Understand Each External Service

The EUDR Forest Analyzer does not generate satellite data itself. It relies on several external services to fetch imagery, detect deforestation, classify land cover, and store geospatial results. This tutorial introduces each one.

Step 1

Google Earth Engine

GEE is a cloud platform with petabytes of satellite data. Instead of downloading images to your own server, you send computation requests to Google’s infrastructure and get back just the results you need.

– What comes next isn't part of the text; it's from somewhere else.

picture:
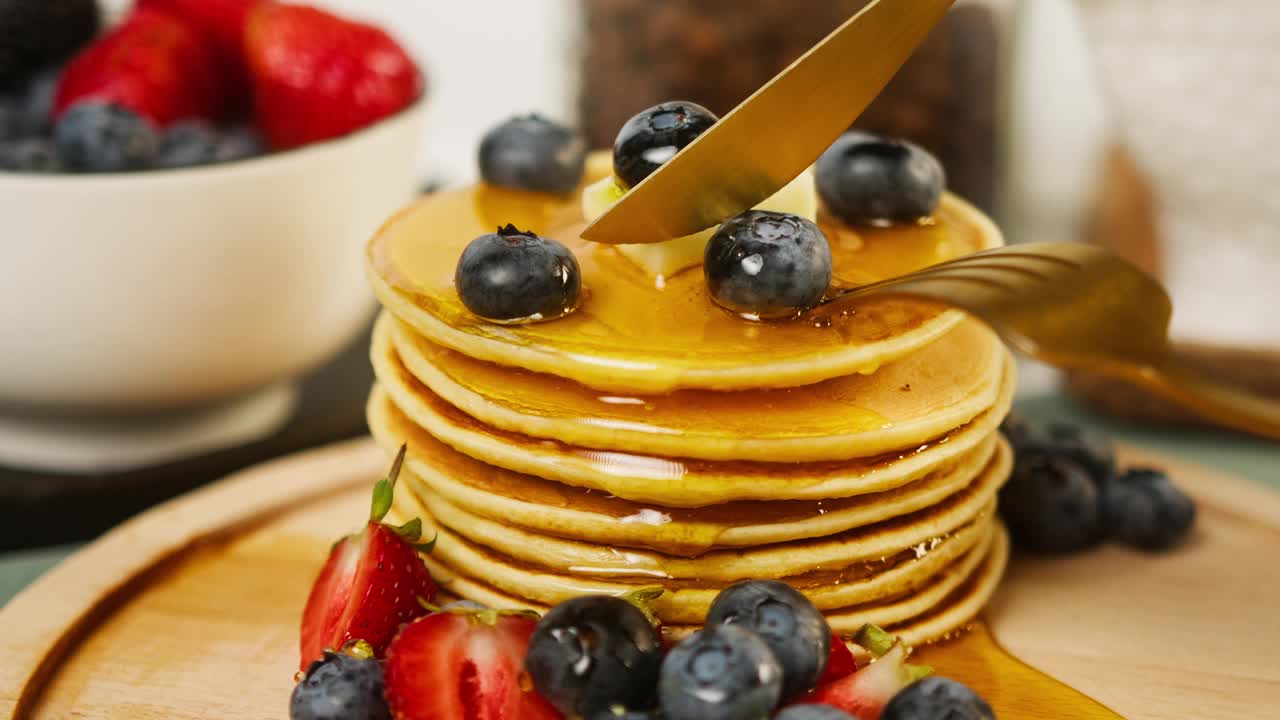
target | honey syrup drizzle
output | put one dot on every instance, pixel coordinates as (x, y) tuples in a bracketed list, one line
[(1013, 688)]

This application uses four datasets from GEE:

UMD/hansen/global_forest_change_2023_v1_11 Hansen Global Forest Change — 30 m resolution, global coverage. The lossyear band tells you which year trees disappeared (values 1–23 for 2001–2023).
projects/radar-wur/raddalert/v1 RADD Alerts — Sentinel-1 radar, 10 m resolution, tropical regions. Works through clouds because radar does not rely on optical light.
ESA/WorldCover/v200 ESA WorldCover — Land cover classification at 10 m. Tells you if a pixel is tree cover, cropland, water, built-up area, and so on.
COPERNICUS/S2_SR_HARMONIZED Sentinel-2 L2A — Optical imagery for true-color visualization and NDVI analysis.

Authentication happens via a service account key file. The backend calls ee.Initialize(credentials) at startup, and every subsequent GEE call reuses that session.

Step 2

PostgreSQL + PostGIS

PostGIS turns a regular PostgreSQL database into a spatial database. Plot boundaries are stored as geometry columns, so you can run queries like “does this polygon overlap a protected area?”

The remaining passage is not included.